In part, butyrate supports epithelial integrity and intestinal immunity by transcriptional control, both directly through its interaction with PPARg45 and indirectly by global inhibition of histone H3 deacetylase15,16,17,18. To assess whether butyrate supplementation altered the colonic transcriptional profile, we quantified 770 immunological transcripts by NanoString46. No differences in expression profile were evident between groups at day 180 post-treatment (Fig. 4e) and transcriptional profiles did not cluster together by group by Ward's linkage nor by principal component analysis (PCA; Fig. 4f). Transcripts mapped to immunological pathways by ingenuity pathway analysis (IPA) as expected, but there were no differences in activation status (z-score) between the two groups (Supplementary Table S1). We similarly did not see any differences among jejunal transcripts (Supplementary Fig. S1 and Supplementary Table S1).

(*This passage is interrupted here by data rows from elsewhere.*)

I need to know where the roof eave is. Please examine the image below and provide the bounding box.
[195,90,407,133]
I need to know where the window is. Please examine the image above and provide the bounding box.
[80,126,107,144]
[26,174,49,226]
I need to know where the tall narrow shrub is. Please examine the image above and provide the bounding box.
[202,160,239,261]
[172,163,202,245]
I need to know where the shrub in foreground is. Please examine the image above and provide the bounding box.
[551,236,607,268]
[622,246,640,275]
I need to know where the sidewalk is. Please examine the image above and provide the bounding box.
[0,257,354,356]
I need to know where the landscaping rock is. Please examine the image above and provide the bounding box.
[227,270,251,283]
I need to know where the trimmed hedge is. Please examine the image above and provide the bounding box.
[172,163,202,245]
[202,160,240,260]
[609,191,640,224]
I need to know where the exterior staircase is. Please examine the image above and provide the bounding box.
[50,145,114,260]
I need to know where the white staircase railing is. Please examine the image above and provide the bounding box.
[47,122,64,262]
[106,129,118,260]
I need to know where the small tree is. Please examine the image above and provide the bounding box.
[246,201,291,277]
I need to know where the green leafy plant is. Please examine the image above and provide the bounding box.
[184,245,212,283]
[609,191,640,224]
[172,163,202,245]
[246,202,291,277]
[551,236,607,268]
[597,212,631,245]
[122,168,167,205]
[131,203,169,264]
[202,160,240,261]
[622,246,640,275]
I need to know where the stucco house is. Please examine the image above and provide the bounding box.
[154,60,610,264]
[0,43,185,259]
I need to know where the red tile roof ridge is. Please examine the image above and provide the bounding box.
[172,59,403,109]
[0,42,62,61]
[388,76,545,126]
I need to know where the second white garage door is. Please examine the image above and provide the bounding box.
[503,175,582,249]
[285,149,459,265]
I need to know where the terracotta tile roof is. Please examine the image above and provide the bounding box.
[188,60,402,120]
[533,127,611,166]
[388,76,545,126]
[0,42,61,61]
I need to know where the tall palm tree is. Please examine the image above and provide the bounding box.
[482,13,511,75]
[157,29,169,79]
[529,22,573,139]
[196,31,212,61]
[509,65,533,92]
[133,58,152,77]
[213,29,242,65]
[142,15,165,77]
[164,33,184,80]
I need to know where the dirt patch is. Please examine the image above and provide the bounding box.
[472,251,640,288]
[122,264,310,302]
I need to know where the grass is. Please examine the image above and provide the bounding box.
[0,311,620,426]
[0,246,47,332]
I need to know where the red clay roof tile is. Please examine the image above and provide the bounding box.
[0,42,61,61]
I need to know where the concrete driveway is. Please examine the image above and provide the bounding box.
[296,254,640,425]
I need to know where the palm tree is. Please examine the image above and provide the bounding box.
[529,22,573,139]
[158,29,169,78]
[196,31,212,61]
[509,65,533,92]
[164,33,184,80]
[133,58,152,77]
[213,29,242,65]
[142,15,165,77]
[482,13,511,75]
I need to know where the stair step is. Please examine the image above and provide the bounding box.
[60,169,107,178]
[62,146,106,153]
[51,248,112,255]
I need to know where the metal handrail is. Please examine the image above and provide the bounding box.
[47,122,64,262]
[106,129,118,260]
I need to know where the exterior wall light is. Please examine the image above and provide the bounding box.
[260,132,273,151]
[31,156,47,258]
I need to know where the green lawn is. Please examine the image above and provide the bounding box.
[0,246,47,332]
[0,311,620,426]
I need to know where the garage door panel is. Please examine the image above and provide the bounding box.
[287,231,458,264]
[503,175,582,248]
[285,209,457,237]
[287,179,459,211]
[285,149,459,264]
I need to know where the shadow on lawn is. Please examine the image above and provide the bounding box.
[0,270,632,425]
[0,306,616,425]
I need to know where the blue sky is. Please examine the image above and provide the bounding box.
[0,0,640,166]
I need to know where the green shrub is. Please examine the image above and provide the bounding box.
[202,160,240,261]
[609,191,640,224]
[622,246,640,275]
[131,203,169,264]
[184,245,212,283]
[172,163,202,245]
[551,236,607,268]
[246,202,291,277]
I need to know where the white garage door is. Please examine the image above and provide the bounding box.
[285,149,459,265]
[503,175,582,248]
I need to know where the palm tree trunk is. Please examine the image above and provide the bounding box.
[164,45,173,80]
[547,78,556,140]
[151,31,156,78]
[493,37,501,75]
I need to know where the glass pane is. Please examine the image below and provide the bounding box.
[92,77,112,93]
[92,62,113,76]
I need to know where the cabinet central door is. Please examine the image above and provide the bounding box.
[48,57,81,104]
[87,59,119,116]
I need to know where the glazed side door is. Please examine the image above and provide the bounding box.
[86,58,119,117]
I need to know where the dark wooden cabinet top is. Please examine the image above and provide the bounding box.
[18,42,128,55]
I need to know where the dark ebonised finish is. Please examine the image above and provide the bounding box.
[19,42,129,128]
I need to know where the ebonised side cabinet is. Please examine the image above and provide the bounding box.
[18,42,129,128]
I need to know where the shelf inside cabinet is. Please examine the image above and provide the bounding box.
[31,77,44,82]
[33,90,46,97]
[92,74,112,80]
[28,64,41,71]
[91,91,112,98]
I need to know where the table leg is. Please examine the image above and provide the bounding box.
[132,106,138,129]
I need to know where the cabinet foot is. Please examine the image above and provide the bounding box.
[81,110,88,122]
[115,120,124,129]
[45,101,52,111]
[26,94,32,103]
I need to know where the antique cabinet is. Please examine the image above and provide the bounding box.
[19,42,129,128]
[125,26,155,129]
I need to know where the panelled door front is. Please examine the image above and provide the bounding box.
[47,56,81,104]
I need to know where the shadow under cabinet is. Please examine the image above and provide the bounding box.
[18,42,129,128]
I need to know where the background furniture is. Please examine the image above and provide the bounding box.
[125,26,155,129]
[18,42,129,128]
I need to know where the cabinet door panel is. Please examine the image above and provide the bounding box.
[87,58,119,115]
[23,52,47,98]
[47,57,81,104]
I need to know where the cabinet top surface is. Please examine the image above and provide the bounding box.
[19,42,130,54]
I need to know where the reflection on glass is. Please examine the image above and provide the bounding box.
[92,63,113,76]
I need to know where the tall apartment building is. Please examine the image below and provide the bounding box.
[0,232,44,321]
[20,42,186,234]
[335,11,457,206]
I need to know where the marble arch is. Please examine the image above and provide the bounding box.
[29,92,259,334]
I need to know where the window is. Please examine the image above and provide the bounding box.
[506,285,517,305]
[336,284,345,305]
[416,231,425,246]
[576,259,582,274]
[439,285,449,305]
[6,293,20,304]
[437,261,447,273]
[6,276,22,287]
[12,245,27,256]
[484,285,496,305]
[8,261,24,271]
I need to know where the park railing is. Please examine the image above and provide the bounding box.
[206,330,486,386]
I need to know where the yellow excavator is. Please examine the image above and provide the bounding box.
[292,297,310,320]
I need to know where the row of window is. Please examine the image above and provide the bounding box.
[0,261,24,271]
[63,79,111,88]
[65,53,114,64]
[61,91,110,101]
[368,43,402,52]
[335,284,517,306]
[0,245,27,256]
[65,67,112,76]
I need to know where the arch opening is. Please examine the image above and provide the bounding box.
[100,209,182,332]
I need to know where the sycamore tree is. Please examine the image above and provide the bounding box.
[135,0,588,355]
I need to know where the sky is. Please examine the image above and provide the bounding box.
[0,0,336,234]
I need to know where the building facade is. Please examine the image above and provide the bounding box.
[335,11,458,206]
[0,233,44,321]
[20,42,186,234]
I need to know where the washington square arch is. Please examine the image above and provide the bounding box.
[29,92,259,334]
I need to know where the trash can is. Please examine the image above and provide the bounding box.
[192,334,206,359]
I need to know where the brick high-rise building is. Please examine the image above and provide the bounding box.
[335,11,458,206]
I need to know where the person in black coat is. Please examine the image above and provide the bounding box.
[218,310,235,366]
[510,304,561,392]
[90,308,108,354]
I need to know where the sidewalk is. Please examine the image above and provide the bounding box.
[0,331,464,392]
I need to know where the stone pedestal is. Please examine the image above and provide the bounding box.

Despite the absence of effect on immunological transcript expression, we sought to determine whether butyrate supplementation was able to effectively modulate either specific transcriptional regulation or global epigenetic reprogramming in the context of treated, chronic SIV infection. In its role as a regulator of b-oxidation and intestinal hypoxia, butyrate is known to signal through PPARg, leading to the altered expression of nitric oxide synthase 2 (NOS2)14. No differences in either PPARG or NOS2 were observed between ARV-only and ARV + butyrate animals in either colonic or jejunal homogenates at day 180 post-treatment (Fig. 4g). As expected, given the absence of other effects in our animals, no differences in histone H3 acetylation were observed in either colonic or jejunal homogenates at day 180 post-treatment (Fig. 4h).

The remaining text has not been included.